These boys sure do love Zendaya, but more than they love Zendaya, they love each other. And really, more than they love each other, they love tennis. The film oozes sexuality between each point of the central love triangle, yet it’s not about characters actually having sex with each other. Tennis is their sex. It is through tennis that they come together, and only through tennis that they truly understand each other. This is how the story itself is structured—we cut between the match going on in the present and the events of the past. In so doing we come to understand what this match means to each challenger, and it is through the match specifically that character arcs come to fruition. Tennis isn’t a game but a relationship, says Zendaya’s character, in which for a brief moment you can truly understand the person across the court. The film shows this to be true, as its climax reaches heights of ecstasy possible—for these racquet freaks at least—only in tennis.

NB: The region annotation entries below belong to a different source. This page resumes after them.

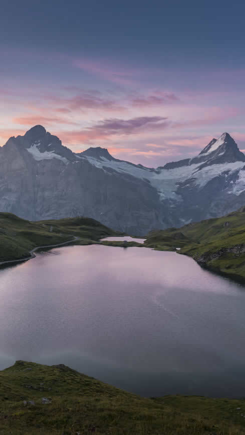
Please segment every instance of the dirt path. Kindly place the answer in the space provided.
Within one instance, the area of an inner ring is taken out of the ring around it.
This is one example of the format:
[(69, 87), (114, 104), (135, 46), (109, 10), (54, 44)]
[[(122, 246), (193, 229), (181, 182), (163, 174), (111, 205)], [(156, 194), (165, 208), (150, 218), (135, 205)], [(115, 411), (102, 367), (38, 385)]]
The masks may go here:
[(34, 258), (36, 257), (34, 252), (38, 249), (46, 248), (56, 248), (57, 246), (63, 246), (64, 244), (67, 244), (68, 243), (71, 243), (73, 242), (75, 242), (76, 240), (78, 240), (80, 238), (80, 237), (77, 237), (77, 236), (74, 236), (72, 240), (68, 240), (68, 242), (63, 242), (62, 243), (58, 243), (57, 244), (46, 244), (44, 246), (37, 246), (36, 248), (33, 248), (32, 250), (30, 251), (30, 256), (29, 257), (25, 257), (24, 258), (19, 258), (18, 260), (8, 260), (6, 262), (0, 262), (0, 266), (2, 266), (2, 264), (7, 264), (8, 263), (19, 263), (20, 262), (25, 262), (26, 260), (30, 260), (31, 258)]

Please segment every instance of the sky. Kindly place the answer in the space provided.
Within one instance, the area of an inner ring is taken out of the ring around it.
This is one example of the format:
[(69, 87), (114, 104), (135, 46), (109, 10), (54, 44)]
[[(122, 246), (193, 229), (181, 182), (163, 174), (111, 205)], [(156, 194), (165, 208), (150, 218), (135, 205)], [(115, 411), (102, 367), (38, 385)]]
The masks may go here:
[(1, 0), (0, 145), (37, 124), (150, 167), (245, 150), (245, 2)]

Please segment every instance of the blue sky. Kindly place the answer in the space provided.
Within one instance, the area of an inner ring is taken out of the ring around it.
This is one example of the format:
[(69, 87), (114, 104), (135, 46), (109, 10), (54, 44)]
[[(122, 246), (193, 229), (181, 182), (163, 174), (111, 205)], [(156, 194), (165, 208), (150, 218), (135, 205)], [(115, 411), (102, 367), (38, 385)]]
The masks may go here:
[(37, 124), (158, 166), (245, 148), (245, 4), (2, 0), (0, 144)]

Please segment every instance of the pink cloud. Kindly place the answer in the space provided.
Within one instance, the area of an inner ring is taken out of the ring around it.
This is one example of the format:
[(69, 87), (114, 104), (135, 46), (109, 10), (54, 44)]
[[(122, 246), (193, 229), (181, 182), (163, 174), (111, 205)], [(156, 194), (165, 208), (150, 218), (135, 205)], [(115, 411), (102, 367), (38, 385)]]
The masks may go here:
[(52, 118), (47, 116), (44, 116), (42, 115), (27, 115), (25, 116), (18, 116), (14, 118), (13, 121), (15, 124), (21, 124), (24, 126), (33, 126), (37, 124), (45, 124), (47, 126), (52, 125), (54, 124), (71, 124), (73, 125), (77, 125), (76, 122), (73, 121), (70, 121), (68, 119), (65, 119), (62, 118), (55, 116)]

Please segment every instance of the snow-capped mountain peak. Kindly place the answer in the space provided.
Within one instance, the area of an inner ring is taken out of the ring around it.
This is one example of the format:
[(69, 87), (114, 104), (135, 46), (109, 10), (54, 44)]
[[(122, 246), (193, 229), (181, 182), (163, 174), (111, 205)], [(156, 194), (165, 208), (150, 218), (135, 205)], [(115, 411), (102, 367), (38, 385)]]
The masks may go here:
[(145, 234), (245, 204), (245, 156), (228, 133), (192, 158), (155, 169), (99, 146), (75, 154), (42, 126), (11, 138), (0, 153), (0, 211), (30, 220), (88, 216)]
[(57, 158), (68, 163), (76, 160), (74, 153), (64, 146), (59, 138), (47, 132), (42, 126), (35, 126), (24, 136), (12, 138), (11, 140), (21, 150), (25, 148), (37, 161)]

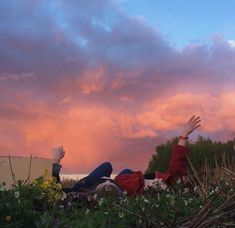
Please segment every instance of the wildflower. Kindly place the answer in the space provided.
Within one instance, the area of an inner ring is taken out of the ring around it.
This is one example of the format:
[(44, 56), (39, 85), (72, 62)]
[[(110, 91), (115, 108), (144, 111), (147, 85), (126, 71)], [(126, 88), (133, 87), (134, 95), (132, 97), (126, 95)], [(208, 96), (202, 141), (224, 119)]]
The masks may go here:
[(7, 221), (7, 222), (10, 222), (10, 221), (11, 221), (11, 216), (10, 216), (10, 215), (8, 215), (8, 216), (6, 216), (6, 218), (5, 218), (5, 219), (6, 219), (6, 221)]
[(61, 200), (66, 199), (66, 197), (67, 197), (67, 195), (64, 192), (62, 192)]
[(123, 218), (124, 217), (123, 211), (119, 211), (118, 216), (119, 216), (119, 218)]
[(92, 197), (91, 196), (87, 196), (87, 201), (91, 201)]
[(15, 198), (18, 199), (20, 197), (20, 193), (19, 192), (15, 192)]
[(7, 188), (6, 188), (5, 183), (0, 183), (0, 192), (4, 192), (6, 190), (7, 190)]
[(145, 202), (145, 203), (148, 203), (148, 202), (149, 202), (149, 200), (148, 200), (148, 199), (146, 199), (146, 198), (144, 198), (144, 202)]
[(100, 198), (99, 200), (99, 206), (101, 206), (104, 203), (104, 198)]
[(95, 195), (93, 196), (93, 199), (94, 199), (94, 200), (97, 200), (97, 198), (98, 198), (98, 195), (95, 194)]
[(72, 204), (71, 204), (70, 202), (68, 202), (68, 206), (69, 206), (69, 207), (71, 207), (71, 206), (72, 206)]
[(127, 191), (124, 191), (124, 192), (123, 192), (123, 195), (124, 195), (124, 196), (127, 196)]

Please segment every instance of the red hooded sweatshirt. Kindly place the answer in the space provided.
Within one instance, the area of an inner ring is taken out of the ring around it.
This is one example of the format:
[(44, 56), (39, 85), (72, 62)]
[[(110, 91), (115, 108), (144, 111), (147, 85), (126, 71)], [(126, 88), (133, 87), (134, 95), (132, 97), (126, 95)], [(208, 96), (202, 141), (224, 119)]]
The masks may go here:
[[(155, 177), (162, 179), (167, 184), (174, 183), (177, 179), (187, 175), (187, 164), (189, 151), (186, 146), (175, 145), (166, 173), (156, 172)], [(137, 196), (144, 193), (144, 174), (141, 171), (132, 174), (118, 175), (115, 183), (129, 196)]]

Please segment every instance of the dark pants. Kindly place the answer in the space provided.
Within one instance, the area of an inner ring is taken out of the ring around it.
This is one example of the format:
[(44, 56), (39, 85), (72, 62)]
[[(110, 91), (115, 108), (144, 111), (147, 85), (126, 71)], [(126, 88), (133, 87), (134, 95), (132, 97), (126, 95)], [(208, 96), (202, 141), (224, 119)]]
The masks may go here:
[(79, 192), (85, 189), (93, 190), (100, 183), (106, 181), (104, 177), (110, 178), (113, 167), (109, 162), (104, 162), (95, 168), (88, 176), (79, 180), (71, 189), (63, 189), (65, 192)]

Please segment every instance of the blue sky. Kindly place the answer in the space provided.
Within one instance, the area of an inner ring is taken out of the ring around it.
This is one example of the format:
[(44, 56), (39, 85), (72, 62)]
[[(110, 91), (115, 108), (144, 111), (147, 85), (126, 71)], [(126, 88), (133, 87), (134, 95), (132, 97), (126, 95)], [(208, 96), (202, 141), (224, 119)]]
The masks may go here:
[(235, 0), (0, 0), (0, 155), (63, 145), (66, 172), (144, 170), (193, 114), (193, 139), (232, 139), (233, 12)]
[(235, 39), (233, 0), (123, 0), (129, 15), (144, 17), (178, 47), (205, 43), (213, 36)]

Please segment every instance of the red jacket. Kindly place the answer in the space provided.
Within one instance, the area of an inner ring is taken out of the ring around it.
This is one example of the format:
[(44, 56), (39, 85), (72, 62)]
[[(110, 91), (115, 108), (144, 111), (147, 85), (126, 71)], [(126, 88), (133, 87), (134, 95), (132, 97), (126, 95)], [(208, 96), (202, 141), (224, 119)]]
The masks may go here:
[[(187, 174), (187, 156), (188, 148), (181, 145), (175, 145), (166, 173), (156, 172), (155, 177), (164, 180), (170, 184)], [(144, 175), (141, 171), (132, 174), (118, 175), (114, 179), (115, 183), (123, 190), (127, 191), (129, 196), (141, 195), (144, 192)]]

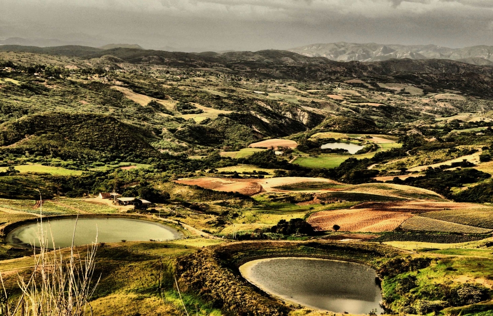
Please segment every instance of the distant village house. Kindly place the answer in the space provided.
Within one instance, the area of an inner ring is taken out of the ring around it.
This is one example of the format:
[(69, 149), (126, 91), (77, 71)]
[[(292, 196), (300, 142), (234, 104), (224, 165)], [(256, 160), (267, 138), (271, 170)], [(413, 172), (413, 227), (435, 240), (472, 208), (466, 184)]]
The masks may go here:
[(116, 202), (121, 205), (133, 205), (138, 207), (147, 208), (147, 207), (152, 204), (151, 202), (143, 199), (143, 198), (118, 198), (116, 199)]
[(116, 192), (101, 192), (99, 194), (100, 198), (114, 198), (116, 197), (119, 197), (121, 194)]

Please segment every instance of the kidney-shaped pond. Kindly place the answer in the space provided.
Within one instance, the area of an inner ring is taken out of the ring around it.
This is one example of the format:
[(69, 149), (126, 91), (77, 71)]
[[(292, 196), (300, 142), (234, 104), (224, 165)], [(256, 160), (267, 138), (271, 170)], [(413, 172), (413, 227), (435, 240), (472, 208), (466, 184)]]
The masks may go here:
[[(73, 217), (52, 219), (43, 222), (45, 236), (49, 237), (51, 246), (51, 236), (57, 247), (68, 247), (72, 242), (72, 236), (75, 225)], [(30, 223), (19, 226), (7, 235), (7, 243), (20, 246), (38, 246), (41, 230), (38, 223)], [(117, 217), (79, 218), (74, 237), (75, 245), (98, 242), (118, 242), (126, 240), (163, 240), (182, 237), (181, 234), (169, 226), (158, 223), (138, 219)]]
[(360, 149), (361, 149), (364, 147), (364, 146), (362, 146), (360, 145), (357, 145), (356, 144), (353, 144), (352, 143), (327, 143), (327, 144), (324, 144), (321, 146), (320, 148), (322, 149), (325, 149), (327, 148), (330, 148), (330, 149), (335, 149), (336, 148), (340, 148), (341, 149), (346, 149), (348, 151), (348, 152), (350, 154), (355, 154)]
[(325, 259), (275, 258), (240, 267), (242, 275), (284, 301), (334, 313), (380, 314), (380, 288), (375, 270), (364, 265)]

All of the advertising focuses on the sexual tension with Zendaya’s character (understandable given her star power), and on the surface that is true in the film as well. The men compete for her affection, just as they compete over everything. But the core of the story is about the relationship between these two men. It is in fact quite male-focused in its perspective in general (as may be expected for director Luca Guadagnino). Zendaya’s character isn’t given nearly the same eroticization as the men are, and the way the men are eroticized feels particularly masculine. Men’s bodies are sexualized here in ways that they often aren’t in mainstream cinema, but that’s not because this is the “female gaze,” this is not a fantasy for women. This is the opposite: about men, for men. Sweat pours off the men’s extremities in prolonged slow motion, dousing the camera as they push themselves to their limit. They play with each other, they compete with each other, and are comfortable with each other’s bodies. The men love each other, but they do so in a uniquely masculine way. It’s more Brokeback Mountain than Twilight.
Well-written, beautiful visuals, this one walloped me with how good it was. 40-love, for me.